0
votes

Getting this issue with Spark 2.3.

I am running the task on a Cloudera cluster with 7 nodes: 64 GB ram, 16 cores each

Related conf: --conf spark.executor.memoryOverhead=5G --executor-memory 30G --num-executors 15 --executor-cores 5

error is raised by spark executors:

java.lang.OutOfMemoryError: Requested array size exceeds VM limit
at java.lang.StringCoding.encode(StringCoding.java:350)
at java.lang.String.getBytes(String.java:941)
at org.apache.spark.unsafe.types.UTF8String.fromString(UTF8String.java:110)
at org.apache.spark.sql.catalyst.expressions.GeneratedClass$SpecificUnsafeProjection.StaticInvoke7$(Unknown Source)
at org.apache.spark.sql.catalyst.expressions.GeneratedClass$SpecificUnsafeProjection.apply(Unknown Source)
at org.apache.spark.sql.catalyst.encoders.ExpressionEncoder.toRow(ExpressionEncoder.scala:288)
at org.apache.spark.sql.SparkSession$$anonfun$4.apply(SparkSession.scala:589)
at org.apache.spark.sql.SparkSession$$anonfun$4.apply(SparkSession.scala:589)
at scala.collection.Iterator$$anon$11.next(Iterator.scala:409)
at scala.collection.Iterator$$anon$11.next(Iterator.scala:409)
at org.apache.spark.sql.catalyst.expressions.GeneratedClass$GeneratedIteratorForCodegenStage1.processNext(Unknown Source)
at org.apache.spark.sql.execution.BufferedRowIterator.hasNext(BufferedRowIterator.java:43)
at org.apache.spark.sql.execution.WholeStageCodegenExec$$anonfun$10$$anon$1.hasNext(WholeStageCodegenExec.scala:614)
at org.apache.spark.sql.execution.datasources.FileFormatWriter$SingleDirectoryWriteTask.execute(FileFormatWriter.scala:380)
at org.apache.spark.sql.execution.datasources.FileFormatWriter$$anonfun$org$apache$spark$sql$execution$datasources$FileFormatWriter$$executeTask$3.apply(FileFormatWriter.scala:269)
at org.apache.spark.sql.execution.datasources.FileFormatWriter$$anonfun$org$apache$spark$sql$execution$datasources$FileFormatWriter$$executeTask$3.apply(FileFormatWriter.scala:267)
at org.apache.spark.util.Utils$.tryWithSafeFinallyAndFailureCallbacks(Utils.scala:1411)
at org.apache.spark.sql.execution.datasources.FileFormatWriter$.org$apache$spark$sql$execution$datasources$FileFormatWriter$$executeTask(FileFormatWriter.scala:272)
at org.apache.spark.sql.execution.datasources.FileFormatWriter$$anonfun$write$1.apply(FileFormatWriter.scala:197)
at org.apache.spark.sql.execution.datasources.FileFormatWriter$$anonfun$write$1.apply(FileFormatWriter.scala:196)
at org.apache.spark.scheduler.ResultTask.runTask(ResultTask.scala:87)
at org.apache.spark.scheduler.Task.run(Task.scala:109)
at org.apache.spark.executor.Executor$TaskRunner.run(Executor.scala:345)
at java.util.concurrent.ThreadPoolExecutor.runWorker(ThreadPoolExecutor.java:1149)
at java.util.concurrent.ThreadPoolExecutor$Worker.run(ThreadPoolExecutor.java:624)
at java.lang.Thread.run(Thread.java:748)

Here's the code that I am running:

val table_df = spark.createDataFrame(table,schema)
val table_df_filled = table_df.na.fill("null")
table_df_filled.write.mode("overwrite").csv("path")

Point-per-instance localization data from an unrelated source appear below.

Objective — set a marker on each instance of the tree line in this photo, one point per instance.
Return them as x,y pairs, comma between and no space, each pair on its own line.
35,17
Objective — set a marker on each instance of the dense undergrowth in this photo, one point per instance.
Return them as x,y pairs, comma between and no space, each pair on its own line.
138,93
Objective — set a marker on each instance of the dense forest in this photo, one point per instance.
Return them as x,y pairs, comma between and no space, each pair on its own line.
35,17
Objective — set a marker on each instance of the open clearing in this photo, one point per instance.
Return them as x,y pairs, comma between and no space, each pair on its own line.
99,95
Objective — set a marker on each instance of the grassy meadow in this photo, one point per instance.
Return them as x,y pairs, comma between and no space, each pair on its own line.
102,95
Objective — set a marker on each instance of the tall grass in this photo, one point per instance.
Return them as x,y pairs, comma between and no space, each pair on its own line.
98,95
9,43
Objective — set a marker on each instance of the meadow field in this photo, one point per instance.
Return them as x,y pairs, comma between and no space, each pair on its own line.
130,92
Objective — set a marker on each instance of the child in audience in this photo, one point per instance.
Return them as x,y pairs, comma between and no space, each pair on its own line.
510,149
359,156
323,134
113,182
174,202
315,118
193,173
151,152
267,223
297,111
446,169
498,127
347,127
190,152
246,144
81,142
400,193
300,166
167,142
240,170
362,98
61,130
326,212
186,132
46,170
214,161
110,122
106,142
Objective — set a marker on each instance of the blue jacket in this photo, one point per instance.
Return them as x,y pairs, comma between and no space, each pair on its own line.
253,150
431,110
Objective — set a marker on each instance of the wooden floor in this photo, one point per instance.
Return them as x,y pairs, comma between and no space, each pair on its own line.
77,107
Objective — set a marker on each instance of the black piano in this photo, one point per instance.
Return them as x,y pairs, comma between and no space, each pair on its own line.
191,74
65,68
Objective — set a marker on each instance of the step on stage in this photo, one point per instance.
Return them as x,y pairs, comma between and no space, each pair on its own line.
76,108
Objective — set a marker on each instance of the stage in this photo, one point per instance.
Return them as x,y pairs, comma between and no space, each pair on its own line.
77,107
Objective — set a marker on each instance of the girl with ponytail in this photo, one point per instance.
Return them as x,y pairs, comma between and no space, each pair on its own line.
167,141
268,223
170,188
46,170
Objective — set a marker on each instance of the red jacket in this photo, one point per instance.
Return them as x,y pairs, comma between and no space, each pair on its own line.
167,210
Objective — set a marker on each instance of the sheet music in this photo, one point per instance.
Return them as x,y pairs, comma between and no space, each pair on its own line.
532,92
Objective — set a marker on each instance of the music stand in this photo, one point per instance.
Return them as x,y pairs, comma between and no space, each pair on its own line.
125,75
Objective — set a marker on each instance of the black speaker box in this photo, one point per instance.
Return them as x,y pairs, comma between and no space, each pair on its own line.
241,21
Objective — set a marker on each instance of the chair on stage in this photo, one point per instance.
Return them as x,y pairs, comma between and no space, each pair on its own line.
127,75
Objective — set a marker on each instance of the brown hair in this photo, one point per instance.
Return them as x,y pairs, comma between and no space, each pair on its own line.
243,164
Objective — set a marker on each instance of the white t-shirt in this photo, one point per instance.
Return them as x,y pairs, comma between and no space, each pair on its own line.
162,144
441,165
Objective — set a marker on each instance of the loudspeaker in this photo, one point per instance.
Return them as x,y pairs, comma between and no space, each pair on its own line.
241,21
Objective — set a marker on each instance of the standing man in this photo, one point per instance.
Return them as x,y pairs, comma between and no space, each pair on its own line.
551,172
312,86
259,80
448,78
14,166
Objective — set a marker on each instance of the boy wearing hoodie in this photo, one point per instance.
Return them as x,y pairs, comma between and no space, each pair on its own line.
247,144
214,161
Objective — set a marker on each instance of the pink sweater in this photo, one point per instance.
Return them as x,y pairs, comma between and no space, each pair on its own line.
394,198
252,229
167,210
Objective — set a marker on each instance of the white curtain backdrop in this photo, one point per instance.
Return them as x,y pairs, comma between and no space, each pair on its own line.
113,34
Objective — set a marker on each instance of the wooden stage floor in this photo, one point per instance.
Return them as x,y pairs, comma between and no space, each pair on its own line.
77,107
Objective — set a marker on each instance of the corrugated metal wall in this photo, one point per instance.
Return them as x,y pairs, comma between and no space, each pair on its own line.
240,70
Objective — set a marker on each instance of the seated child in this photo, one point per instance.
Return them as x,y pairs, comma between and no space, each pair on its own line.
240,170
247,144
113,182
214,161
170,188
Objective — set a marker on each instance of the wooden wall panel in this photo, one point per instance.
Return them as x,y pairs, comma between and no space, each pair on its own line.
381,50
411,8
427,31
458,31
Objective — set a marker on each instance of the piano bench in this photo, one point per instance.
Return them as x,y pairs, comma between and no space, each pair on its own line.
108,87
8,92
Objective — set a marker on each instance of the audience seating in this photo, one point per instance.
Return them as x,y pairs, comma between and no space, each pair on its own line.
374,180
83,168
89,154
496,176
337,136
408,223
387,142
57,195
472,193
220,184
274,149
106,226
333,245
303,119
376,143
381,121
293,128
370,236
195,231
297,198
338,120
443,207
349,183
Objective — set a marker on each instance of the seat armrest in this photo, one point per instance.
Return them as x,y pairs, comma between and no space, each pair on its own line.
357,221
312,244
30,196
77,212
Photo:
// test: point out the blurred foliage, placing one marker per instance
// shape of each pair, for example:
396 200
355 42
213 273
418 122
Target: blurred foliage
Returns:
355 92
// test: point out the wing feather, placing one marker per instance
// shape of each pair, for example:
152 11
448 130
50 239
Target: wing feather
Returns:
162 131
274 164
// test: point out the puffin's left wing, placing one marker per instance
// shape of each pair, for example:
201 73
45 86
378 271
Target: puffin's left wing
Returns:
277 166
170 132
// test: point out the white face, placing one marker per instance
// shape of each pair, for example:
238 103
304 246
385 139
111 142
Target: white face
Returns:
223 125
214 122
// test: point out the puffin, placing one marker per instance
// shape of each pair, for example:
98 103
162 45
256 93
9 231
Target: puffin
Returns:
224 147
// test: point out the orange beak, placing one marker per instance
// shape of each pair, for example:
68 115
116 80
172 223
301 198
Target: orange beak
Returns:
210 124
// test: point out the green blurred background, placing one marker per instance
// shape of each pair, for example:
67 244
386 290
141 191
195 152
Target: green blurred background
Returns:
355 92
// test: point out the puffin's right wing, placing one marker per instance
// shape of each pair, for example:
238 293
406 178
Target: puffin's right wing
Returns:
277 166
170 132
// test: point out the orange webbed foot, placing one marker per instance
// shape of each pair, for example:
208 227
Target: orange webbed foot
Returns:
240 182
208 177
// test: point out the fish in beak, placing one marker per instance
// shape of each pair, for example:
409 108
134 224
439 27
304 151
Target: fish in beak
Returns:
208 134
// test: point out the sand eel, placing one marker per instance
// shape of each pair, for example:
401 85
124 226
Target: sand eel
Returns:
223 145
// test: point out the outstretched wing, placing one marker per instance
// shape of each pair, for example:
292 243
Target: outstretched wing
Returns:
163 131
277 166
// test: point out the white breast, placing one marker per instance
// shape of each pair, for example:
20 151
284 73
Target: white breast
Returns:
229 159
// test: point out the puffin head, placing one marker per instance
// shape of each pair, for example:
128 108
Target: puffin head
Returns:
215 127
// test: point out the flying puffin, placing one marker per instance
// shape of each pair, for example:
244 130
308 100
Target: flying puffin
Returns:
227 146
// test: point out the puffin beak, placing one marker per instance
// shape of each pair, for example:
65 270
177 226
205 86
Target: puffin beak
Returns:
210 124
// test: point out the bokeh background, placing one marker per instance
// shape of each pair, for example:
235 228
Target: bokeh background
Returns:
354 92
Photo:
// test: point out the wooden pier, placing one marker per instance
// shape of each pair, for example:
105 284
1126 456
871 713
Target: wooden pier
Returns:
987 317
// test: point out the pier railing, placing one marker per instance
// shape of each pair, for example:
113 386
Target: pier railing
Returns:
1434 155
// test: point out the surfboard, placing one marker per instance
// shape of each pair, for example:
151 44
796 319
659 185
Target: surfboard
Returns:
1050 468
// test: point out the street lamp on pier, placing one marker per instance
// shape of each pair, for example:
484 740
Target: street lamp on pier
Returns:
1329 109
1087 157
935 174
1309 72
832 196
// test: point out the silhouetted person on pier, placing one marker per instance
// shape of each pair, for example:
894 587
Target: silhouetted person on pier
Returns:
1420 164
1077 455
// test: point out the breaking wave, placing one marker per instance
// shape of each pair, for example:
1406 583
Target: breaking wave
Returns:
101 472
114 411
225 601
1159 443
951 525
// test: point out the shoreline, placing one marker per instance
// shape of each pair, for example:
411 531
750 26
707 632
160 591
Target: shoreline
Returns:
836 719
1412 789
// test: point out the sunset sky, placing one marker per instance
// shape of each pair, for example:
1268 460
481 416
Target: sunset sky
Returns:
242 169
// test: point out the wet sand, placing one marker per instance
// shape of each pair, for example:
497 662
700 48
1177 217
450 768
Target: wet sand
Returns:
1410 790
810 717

I have tried to increase executor/driver/overhead memory;

I have tried to increase the partition to several times larger(4000,8000) through spark.default.parallelism conf;

As to data size, for each row (record), there are several metadata columns and one big string column. I am sure that the problem lies on the big string column where I save a complete HTML code of a single webpage in this field (no more than 1 GB for each one I think?). The total data size is around 100GBs.

Has any one experienced similar issues?

Some follow up:

  • I have tried to print over the whole RDD, it ran through.
  • By counting on the Dataframe, the task failed with same issue. So I guess the problem is related to the Dataframe column size limit?
  • I managed to output the content directly from RDD with saveAsTextFile with no issue.
1
can you give more details of size of data you are trying to load and source of data and memory configuration - sai pradeep kumar kotha
Try to increase the number of partitions by calling table_df_filled.repartition(num_partitions) before writing. - Denis Makarenko
Hi, information added as mentioned. - Xinyue Wang

1 Answers

0
votes

It turns out that the cause of the problem is that some records hits the Array size limit during the DataFrame conversion from RDD. In this case, I have following two options:

  • Split the problem string colomn to multi colomns (reduce size).
  • Code the output format by myself and write data to HDFS through saveAsTextFile function directly from RDD.